Hundreds of people protest against criminal violence in the Mexican state of Sinaloa – Diario La Página – 2024-10-02 07:45:52

Hundreds of people demonstrated this Sunday in the Mexican state of Sinaloa (northwest) to demand an end to a wave of violence attributed to an internal struggle of a powerful drug trafficking cartel that has left dozens dead since September 9.

President Andrés Manuel López Obrador, who ends his term on October 1, lamented this Sunday the death of three soldiers in a scuffle on Friday, when he visited that state.

“A group of soldiers were harmed and three died,” he said from the city of Chetumal (southeast), specifying that the uniformed men were carrying out surveillance work “to avoid clashes between organized crime.”

“It hurt me a lot because they were in the line of duty,” added the president, who was in a rural community in Sinaloa.

This Sunday’s demonstration took place in the capital, Culiacán, where most of the dozens of deaths are reported from 20 days of shootings and blockades of streets and highways.

“We demand a peace agenda,” read the banners carried by hundreds of protesters, most dressed in white. Others carried images of missing people, AFP found.

Most of the attendees declined to answer questions from journalists.

This outbreak of violence is attributed to a fight between the children of drug trafficker Joaquín “El Chapo” Guzmán and those close to another of the co-founders of the powerful Sinaloa Cartel, Ismael “El Mayo” Zambada.

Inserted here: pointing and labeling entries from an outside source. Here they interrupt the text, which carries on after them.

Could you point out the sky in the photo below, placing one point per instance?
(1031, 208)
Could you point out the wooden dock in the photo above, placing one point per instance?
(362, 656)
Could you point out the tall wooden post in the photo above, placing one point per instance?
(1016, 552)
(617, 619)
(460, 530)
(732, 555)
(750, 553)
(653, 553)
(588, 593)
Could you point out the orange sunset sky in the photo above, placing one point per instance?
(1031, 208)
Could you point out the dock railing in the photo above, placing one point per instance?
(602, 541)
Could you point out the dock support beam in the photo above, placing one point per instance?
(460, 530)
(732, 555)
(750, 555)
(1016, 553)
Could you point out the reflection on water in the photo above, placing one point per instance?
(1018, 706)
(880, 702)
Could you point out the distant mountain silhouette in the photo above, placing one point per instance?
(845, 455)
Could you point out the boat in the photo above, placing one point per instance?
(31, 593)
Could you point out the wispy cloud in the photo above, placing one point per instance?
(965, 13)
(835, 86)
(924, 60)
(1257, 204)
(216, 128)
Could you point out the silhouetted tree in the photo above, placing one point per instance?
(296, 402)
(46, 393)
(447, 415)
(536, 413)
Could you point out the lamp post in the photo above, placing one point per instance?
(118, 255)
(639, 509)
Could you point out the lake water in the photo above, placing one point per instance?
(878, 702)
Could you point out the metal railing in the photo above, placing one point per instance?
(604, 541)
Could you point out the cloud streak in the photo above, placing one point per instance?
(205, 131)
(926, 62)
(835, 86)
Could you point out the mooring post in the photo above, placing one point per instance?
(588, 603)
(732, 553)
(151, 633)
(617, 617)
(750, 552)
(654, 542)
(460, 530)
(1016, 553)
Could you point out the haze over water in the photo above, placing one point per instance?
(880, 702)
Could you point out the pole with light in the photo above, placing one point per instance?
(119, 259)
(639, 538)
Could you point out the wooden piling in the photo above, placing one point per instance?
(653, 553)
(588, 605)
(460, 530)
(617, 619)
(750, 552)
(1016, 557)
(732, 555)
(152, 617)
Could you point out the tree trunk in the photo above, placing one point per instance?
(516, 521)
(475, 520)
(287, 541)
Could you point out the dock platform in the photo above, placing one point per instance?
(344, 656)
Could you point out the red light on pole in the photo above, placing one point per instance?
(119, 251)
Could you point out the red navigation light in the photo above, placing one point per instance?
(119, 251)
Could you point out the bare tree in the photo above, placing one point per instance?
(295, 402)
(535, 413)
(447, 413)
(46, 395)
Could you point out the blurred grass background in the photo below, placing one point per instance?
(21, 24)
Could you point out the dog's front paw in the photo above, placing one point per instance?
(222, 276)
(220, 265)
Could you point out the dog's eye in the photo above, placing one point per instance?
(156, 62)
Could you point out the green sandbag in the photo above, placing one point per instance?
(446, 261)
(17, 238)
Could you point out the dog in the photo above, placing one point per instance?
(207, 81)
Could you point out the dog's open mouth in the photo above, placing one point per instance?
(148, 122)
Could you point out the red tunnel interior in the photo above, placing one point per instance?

Zambada, 76 years old and one of the historical leaders of that criminal group along with Guzmán, was arrested in the United States on July 25, where he was taken on a plane by one of Chapo’s sons.

The veteran capo accuses Guzmán Jr. of kidnapping him and handing him over to American justice.

López Obrador, for his part, has blamed the United States for this bloody dispute.

The leftist concludes his government on Tuesday with a record of almost 200,000 murders in his six-year term.

The outgoing president has favored the so-called “hugs, not bullets” policy, providing financial aid to young people to prevent them from being recruited by criminals.

López Obrador passes the reins to his ally Claudia Sheinbaum, who anticipates that he will continue that same strategy, but strengthening coordination between law enforcement and the attorney general’s office.